With his first novel, Saturday Night and Sunday Morning (1958), Alan Sillitoe established himself as one of the key figures in the movement for socially critical realism which transformed British literature in the late 1950’s and 1960’s by breaking away from middle-class metropolitanism and dealing sympathetically with working-class life in the industrial regions. Unlike most of the other authors, Sillitoe wrote from his own experience, having been born and brought up in a working-class family in Nottingham.
His personal experience in the armed services in Malaya informed his third novel, Key to the Door (1961), about a young Nottingham worker who is conscripted into the army and is sent on a mission in the Malayan jungle.

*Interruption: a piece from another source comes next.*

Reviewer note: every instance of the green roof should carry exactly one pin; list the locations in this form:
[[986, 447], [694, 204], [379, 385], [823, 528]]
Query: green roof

In many of his subsequent novels, Sillitoe widened his range, and to his early concerns with the social forces that shape people’s behavior he added psychological motivation.
In The Widower’s Son he returned, at an altogether different level of perception, to some of the elements of Key to the Door. The two novels are similar in structure. Both begin with a careful and detailed description of the protagonist’s family and upbringing as a basis for understanding his subsequent choices of action. In Key to the Door, however, as in Sillitoe’s celebrated story “The Loneliness of the Long-Distance Runner,” the climax of the narrative is an affirmation of the protagonist’s personal stand against established moral values. In The Widower’s Son the climax is tragic and destructive. Self-affirmation comes afterward, almost as a postscript, and is achieved despite the protagonist’s upbringing rather than because of it.